My Lords, I would like to thank the noble Baroness, Lady Stroud, for that speech—not just for the speech but because it was the voice of compassionate, socially engaged conservatism, which I have always respected. May that tradition in the Conservative Party reassert itself. It is desperately needed at this juncture in our history. What the noble and learned Baroness, Lady Butler-Sloss, said about the legal situation was also a powerful argument, which the Government must answer. Are we going to strip what have been legal rights away?
In the context of this Bill, we debate from time to time what sort of Britain we want to be, and the noble Baroness, Lady Stroud, was absolutely right. I share completely her view about the sort of Britain we should be. I want us to be a Britain in which the world sees “Compassion” in capital letters in all our approach to public affairs. We seem to have lost that and I want to see it reasserted. I thank my noble friend Lord Dubs for having moved this amendment. His consistent and tireless work on this issue challenges us all. If we talk about family and its importance in society, this is an issue which we can no longer prevaricate about.

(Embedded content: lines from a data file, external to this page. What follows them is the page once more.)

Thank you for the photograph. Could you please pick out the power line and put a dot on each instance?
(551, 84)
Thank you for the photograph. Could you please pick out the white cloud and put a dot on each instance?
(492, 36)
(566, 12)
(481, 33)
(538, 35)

My Lords, I believe that the noble Baroness, Lady Stroud, was absolutely right to say that respect for family life lies at the heart of this matter. That in particular was the basis for the regulation we are looking at, Dublin III, and this provision, which is talking about those unaccompanied adults and children from outside who wish to join a family member who is already here in order to make the application. It is about respect for family life as well as seeking to give the benefit of the asylum application under the convention, to which we are, after all, already parties. So without elaborating and with great respect to what has been said by everyone who has spoken so far, I too support the amendment.
My Lords, it is a great shame that there is not more of a consensus between the two—or three—parties on the issue of refugees. We have debated it much over the years. Recently, we have got to what I would loosely call an uneasy peace, which is essentially based on my noble friend Lord Dubs’s Section 67 and Dublin III. That has produced modest numbers, but there are very real numbers of people meeting very real problems.
The noble and learned Baroness, Lady Butler-Sloss, put her finger on it. The rights individuals have as a result of Dublin III must be maintained. I hope the Minister will be able to assure us that the Government will either accept these amendments or make a very firm commitment to assure us that, one way or another, the effect of Dublin III will be maintained after Brexit.